I think the difference here is a variant of a parameter I have found to be very important: to what degree has the audience reviewing the film/book deliberately searched for it before buying/renting it? I suspect that the renters on UK LoveFilm here found the film by accident and tried it out. And the reviewers on were people who were deliberately looking for movies with the female lead, and so they liked it. And you do in fact find evidence to support this if you take the time to read the reviews rather than just the star ratings.

I find that big-bucks movies which are pretty much forced in your face, Mission Impossible type movies, tend to get relatively lower ratings compared to quality, than more rare movies, especially old ones. Because the only people who buy and so review the rare movies are those who love a specific genre or actor, and so rate it higher.

Before I learned that I was woefully disappointed a few times, for instance when I tried out the horror/slasher genre based on stellar reviews some old films got. It turned out they were dreadful, but only slasher-film-lovers wrote those reviews. Caveat emptor!

Sunday, March 04, 2007

1,000,000 aches = 1 megahurt

Most deliberat puns are awful, but these are fun. Author unknown.

1. Ratio of an igloo's circumference to its diameter = Eskimo Pi
2. 2000 pounds of Chinese soup = Won ton
3. 1 millionth of a mouthwash = 1 microscope
4. Time between slipping on a peel & hitting the ground = 1 bananosecond
5. Weight an evangelist carries with God = 1 billigram
6. Time it takes to sail 220 yds at 1 nautical mile/hr = Knotfurlong
7. 16.5' in the Twilight Zone = 1 Rod
8. Half a large intestine = 1 semicolon
9. 1,000,000 aches = 1 megahurt
10. Basic unit of laryngitis = 1 hoarsepower
11. Shortest distance between two jokes = A straight line
12. 453.6 graham crackers = 1 pound cake
13. 1 million-million microphones = 1 megaphone
14. 2 million bicycles = 2 megacycles
15. 365.25 days = 1 unicycle
16. 2000 mockingbirds = 2 kilomockingbirds
17. 52 cards = 1 decacards
18. 1 kilogram of falling figs = 1 FigNewton
19. 1000 milliliters of wet socks = 1 literhosen
20. 1 millionth of a fish = 1 microfiche
21. 1 trillion pins = 1 terrapin
22. 10 rations = 1 decoration
23. 100 rations = 1 C-ration
24. 2 monograms = 1 diagram
25. 4 nickels = 2 paradigms
26. 4 statute miles of intravenous surgical tubing = 1 IV League


I rent a lot of DVDs, and a continuing problem is that maybe one if five has so many scratches that it pretty unwatchable.
CDs and DVDs are awesome technology, but come on, it's been over twenty years, how come nobody has invented a disk which does not get scratched if you look at it sharply?

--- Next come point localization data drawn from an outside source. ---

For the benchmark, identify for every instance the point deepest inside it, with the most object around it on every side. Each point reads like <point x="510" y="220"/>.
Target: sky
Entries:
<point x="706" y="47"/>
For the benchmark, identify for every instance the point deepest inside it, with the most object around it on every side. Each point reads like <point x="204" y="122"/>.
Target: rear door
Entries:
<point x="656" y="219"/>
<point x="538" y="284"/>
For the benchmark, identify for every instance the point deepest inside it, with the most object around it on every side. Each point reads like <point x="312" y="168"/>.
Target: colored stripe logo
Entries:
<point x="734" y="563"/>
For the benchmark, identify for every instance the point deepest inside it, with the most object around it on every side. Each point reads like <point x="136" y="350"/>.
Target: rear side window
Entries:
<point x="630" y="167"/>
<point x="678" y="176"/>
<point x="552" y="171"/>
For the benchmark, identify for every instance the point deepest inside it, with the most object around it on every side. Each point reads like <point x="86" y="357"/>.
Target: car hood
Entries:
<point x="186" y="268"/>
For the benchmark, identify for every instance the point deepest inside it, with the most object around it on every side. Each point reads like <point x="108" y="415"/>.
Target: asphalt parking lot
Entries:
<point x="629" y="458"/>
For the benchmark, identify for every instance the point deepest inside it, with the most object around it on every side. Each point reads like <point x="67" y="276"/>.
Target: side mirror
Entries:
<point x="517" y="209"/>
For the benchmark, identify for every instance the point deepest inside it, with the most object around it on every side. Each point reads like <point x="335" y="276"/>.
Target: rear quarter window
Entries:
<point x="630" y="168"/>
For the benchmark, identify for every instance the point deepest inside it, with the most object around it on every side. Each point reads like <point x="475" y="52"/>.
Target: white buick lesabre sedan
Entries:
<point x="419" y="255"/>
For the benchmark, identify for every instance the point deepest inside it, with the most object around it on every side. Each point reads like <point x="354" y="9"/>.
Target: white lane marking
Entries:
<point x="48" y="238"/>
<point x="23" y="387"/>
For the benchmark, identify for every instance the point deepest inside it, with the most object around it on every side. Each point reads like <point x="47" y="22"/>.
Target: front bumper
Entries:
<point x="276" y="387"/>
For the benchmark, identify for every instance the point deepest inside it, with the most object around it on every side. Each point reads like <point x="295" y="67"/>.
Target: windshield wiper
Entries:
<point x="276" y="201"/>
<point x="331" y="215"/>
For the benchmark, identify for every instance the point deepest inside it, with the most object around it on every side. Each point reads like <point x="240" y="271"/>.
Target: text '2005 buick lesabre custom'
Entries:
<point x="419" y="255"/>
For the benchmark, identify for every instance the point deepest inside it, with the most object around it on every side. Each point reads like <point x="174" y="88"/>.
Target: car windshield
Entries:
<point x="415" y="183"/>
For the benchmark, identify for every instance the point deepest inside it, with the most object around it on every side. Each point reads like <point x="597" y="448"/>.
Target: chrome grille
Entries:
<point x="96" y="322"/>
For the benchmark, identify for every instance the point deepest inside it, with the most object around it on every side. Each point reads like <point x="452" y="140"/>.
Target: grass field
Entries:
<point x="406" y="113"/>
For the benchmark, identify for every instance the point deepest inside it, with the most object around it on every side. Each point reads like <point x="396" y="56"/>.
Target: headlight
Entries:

Seriously.
Or even just a DVD player, a box or in a computer, which does not keel over and throw its legs in the air in the presence of scratches. How hard can it be to program it to not freeze or crash, but just skip to the next place on the disk which is scratch free?

It seems to be emblematic not just of technology but almost anything human that there are these amazing things, but they always have all those huge, obvious flaws. Weird.


Isn't it funny how solid "value" seems, and how subjective it really is?

Many women would tell me that $4,000 is cheap for a good engagement ring, while I would tell her that that's insane to pay that price for a little piece of metal and glass-like substance which has no practical use.
On the other hand I'd tell her that $4,000 is cheap for a Canon 1D, while she thinks I'd be nuts to pay four grand for a digital camera when I can get a perfectly good one for $200.
Of course in five years that camera will be a door stop compared to newer ones. But it is still worth it to some people right now.

... As for using fifty thousand dollars on a wedding which lasts one day, I better not get started on that one, I can't keep my calm perspective! :)

Maybe it really is like my spiritual mentors tell me, that anything physical is illusory, so the only value it has is whatever you decide it has.